I installed CRF ++ and CaboCha too long ago and forgot how to install them. Since it is a package that has not been updated at all, we have not rebuilt the environment. I only remember being frustrated when I decided to use CaboCha on Windows. I think I couldn't use it on 64-bit Windows (I have a vague memory and maybe I have a technical problem).

type version Contents
OS Ubuntu18.04.01 LTS It is running virtually
pyenv 1.2.16 I use pyenv because I sometimes use multiple Python environments
Python 3.8.1 python3 on pyenv.8.I'm using 1
Packages are managed using venv
Mecab 0.996-5 apt-Install with get
CRF++ 0.58 It's too old and I forgot how to install(Perhapsmake install)
CaboCha 0.69 It's too old and I forgot how to install(Perhapsmake install)

Chapter 5: Dependency analysis

content of study

Apply the dependency analyzer CaboCha to "I am a cat" and experience the operation of the dependency tree and syntactic analysis.

Class, Dependency Parsing, CaboCha, Clause, Dependency, Case, Functional Verb Parsing, Dependency Path, [Graphviz](http: / /www.graphviz.org/)

Knock content

Using CaboCha for the text (neko.txt) of Natsume Soseki's novel "I am a cat" Analyze the dependency and save the result in a file called neko.txt.cabocha. Use this file to implement a program that addresses the following questions.

46. Extraction of verb case frame information

Modify the program> 45 and output the predicate and case pattern followed by the term (the clause itself related to the predicate) in tab-delimited format. In addition to the 45 specifications, meet the following specifications.

--The term should be a word string of the clause related to the predicate (there is no need to remove the trailing particle) --If there are multiple clauses related to the predicate, arrange them in the same standard and order as the particles, separated by spaces.

Consider the example sentence (8th sentence of neko.txt.cabocha) that "I saw a human being for the first time here". This sentence contains two verbs, "begin" and "see", when the phrase "begin" is analyzed as "here" and the phrase as "see" is analyzed as "I am" and "thing". Should produce the following output.

Get started here
See what I see

Task supplement (about "each frame (case grammar)")
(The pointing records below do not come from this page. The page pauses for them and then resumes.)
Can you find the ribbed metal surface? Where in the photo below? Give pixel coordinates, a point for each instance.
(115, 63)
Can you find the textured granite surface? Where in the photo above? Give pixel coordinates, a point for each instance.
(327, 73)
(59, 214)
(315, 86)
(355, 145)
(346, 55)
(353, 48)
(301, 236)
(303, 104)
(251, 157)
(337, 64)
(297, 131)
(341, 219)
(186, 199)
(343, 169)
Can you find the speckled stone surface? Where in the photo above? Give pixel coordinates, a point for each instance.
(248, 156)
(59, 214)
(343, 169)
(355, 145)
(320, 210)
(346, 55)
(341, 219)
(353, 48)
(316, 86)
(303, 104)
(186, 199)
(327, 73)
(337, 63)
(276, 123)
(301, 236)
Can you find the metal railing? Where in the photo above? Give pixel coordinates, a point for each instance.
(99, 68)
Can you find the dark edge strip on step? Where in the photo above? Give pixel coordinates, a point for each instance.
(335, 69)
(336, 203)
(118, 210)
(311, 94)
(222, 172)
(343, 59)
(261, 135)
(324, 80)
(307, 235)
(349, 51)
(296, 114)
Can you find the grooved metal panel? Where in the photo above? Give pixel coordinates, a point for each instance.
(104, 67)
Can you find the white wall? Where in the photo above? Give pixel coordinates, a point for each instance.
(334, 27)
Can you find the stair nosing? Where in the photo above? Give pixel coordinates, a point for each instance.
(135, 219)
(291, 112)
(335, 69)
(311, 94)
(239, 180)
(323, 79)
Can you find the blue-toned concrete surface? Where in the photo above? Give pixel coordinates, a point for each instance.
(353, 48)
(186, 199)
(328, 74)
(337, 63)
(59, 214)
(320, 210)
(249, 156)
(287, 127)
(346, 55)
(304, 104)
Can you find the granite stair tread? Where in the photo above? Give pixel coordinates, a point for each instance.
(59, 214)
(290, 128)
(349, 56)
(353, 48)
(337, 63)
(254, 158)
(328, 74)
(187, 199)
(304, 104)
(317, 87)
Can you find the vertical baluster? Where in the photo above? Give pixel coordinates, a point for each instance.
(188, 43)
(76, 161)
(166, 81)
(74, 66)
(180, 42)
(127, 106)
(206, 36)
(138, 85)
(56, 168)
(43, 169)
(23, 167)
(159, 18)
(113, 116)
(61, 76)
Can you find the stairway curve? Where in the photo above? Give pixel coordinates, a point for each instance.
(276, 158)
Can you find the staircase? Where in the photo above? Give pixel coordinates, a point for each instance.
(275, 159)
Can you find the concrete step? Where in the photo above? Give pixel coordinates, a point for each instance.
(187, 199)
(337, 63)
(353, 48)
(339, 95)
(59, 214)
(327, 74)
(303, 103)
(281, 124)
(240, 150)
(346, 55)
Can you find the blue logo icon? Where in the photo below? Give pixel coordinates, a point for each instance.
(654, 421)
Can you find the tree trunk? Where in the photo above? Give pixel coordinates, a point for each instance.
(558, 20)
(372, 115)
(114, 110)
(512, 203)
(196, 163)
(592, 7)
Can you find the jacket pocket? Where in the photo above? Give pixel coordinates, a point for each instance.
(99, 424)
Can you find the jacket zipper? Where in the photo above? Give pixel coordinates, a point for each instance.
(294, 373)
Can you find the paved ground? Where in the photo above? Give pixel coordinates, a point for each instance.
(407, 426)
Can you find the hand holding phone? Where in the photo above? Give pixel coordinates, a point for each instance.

If you are interested, please see Wikipedia "Case Grammar". You can solve it without looking. I don't understand it just by glancing at it.

Answer

Answer program [046. Extraction of verb case frame information.ipynb](https://github.com/YoheiFukuhara/nlp100/blob/master/05.%E4%BF%82%E3%82%8A%E5%8F % 97% E3% 81% 91% E8% A7% A3% E6% 9E% 90 / 046.% E5% 8B% 95% E8% A9% 9E% E3% 81% AE% E6% A0% BC% E3% 83% 95% E3% 83% AC% E3% 83% BC% E3% 83% A0% E6% 83% 85% E5% A0% B1% E3% 81% AE% E6% 8A% BD% E5% 87% BA.ipynb)

import re

#Delimiter
separator = re.compile('\t|,')

#Dependency
dependancy = re.compile(r'''(?:\*\s\d+\s) #Not subject to capture
                            (-?\d+)       #Numbers(Contact)
                          ''', re.VERBOSE)

class Morph:
    def __init__(self, line):
        
        #Split with tabs and commas
        cols = separator.split(line)
        
        self.surface = cols[0] #Surface type(surface)
        self.base = cols[7]    #Uninflected word(base)
        self.pos = cols[1]     #Part of speech(pos)
        self.pos1 = cols[2]    #Part of speech subclassification 1(pos1)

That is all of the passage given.